«C'est une espèce de lâcheté, dit-il, qui a introduit dans nos combats singuliers cet usage de nous accompagner de seconds, tiers et quarts. C'étaient anciennement des duels; ce sont à cette heure rencontres et batailles. Outre l'injustice d'une telle action et vilenie d'engager à la protection de notre honneur autre valeur et force que la nôtre, je trouve du désavantage à mesler sa fortune à celle d'un second. Chacun court assez de hasard pour soye, sans le courir encore pour un aultre.»
Parmi les plus célèbres duellistes de cette époque, nous devons citer les Mignons de Henri III. La manie des querelles était du reste devenue si commune que Montaigne disait: «Mettez trois Français aux déserts de Lybie, ils ne seront pas un mois ensemble sans se harceler et s'égratigner.»
Les temps étaient-ils bien propices pour opérer une pareille réforme, au moment où les passions étaient surexcitées par les luttes religieuses, où les partis étaient en armes, quand le pouvoir était lui-même chancelant par suite des désordres d'une guerre civile?
Était-il possible d'espérer triompher d'habitudes profondément invétérées dans les mœurs de la noblesse et d'autant plus puissantes qu'elles étaient fondées sur un sentiment noble en soi et fécond en généreuses inspirations, le sentiment de l'honneur?
Henri III ne possédait dans son caractère ni assez de fermeté ni assez de grandeur pour dominer la situation.

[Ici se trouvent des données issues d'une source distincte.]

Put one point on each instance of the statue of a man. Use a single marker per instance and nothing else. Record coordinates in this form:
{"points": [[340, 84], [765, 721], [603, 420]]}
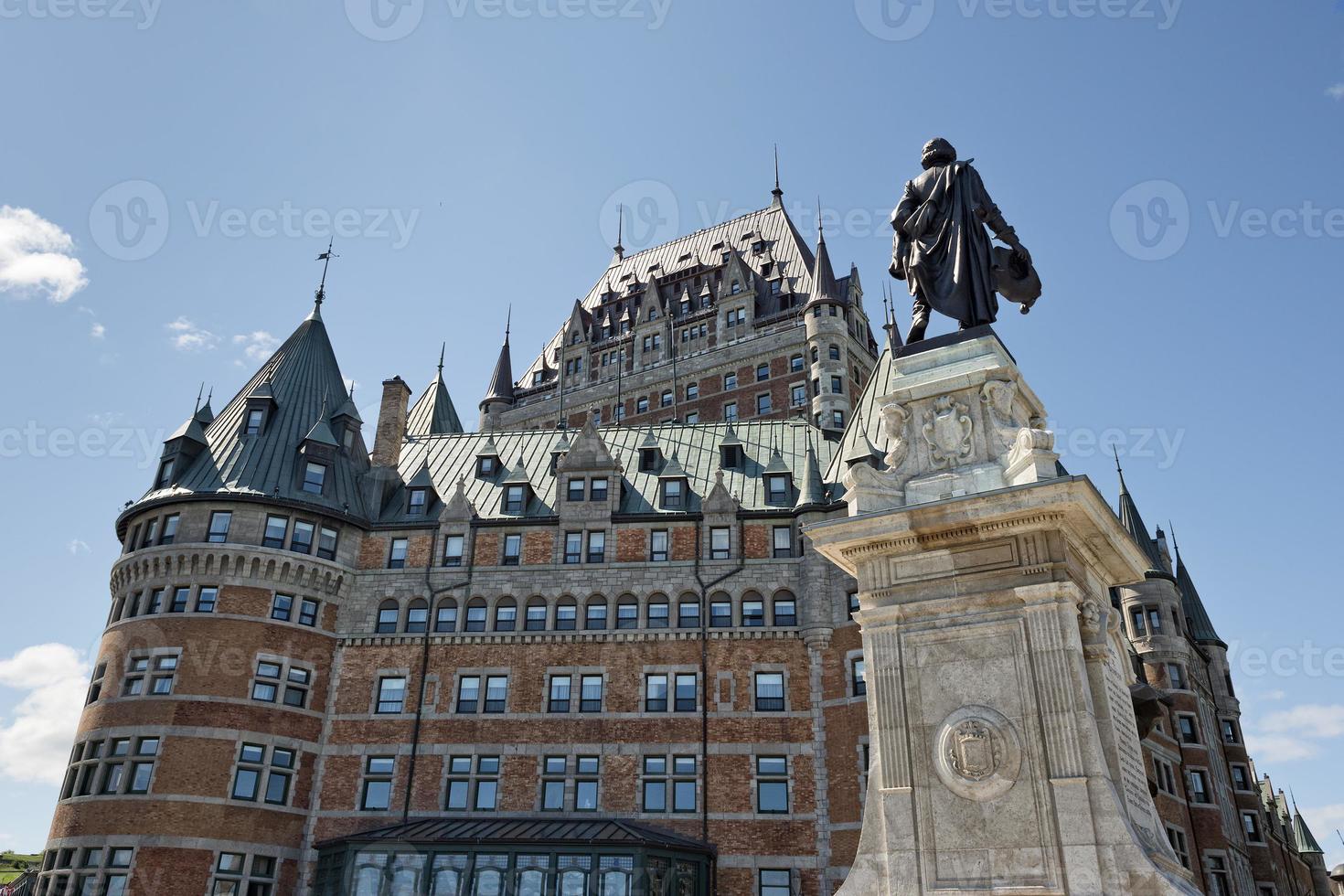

Les historiens contemporains nous le prouvent surabondamment en nous racontant que lors du célèbre duel entre Caylus et Maugiron, et qui coûta la vie à tous les deux, le roi au lieu de punir Caylus, ne quittait point son chevet, lui présentait lui-même les bouillons, et faisait les plus belles promesses aux chirurgiens, s'ils conservaient la vie à son favori (Brantôme, Mémoire touchant les duels; Pierre de L'Estoile et d'Audiguier, le Vrai en ancien usage des duels).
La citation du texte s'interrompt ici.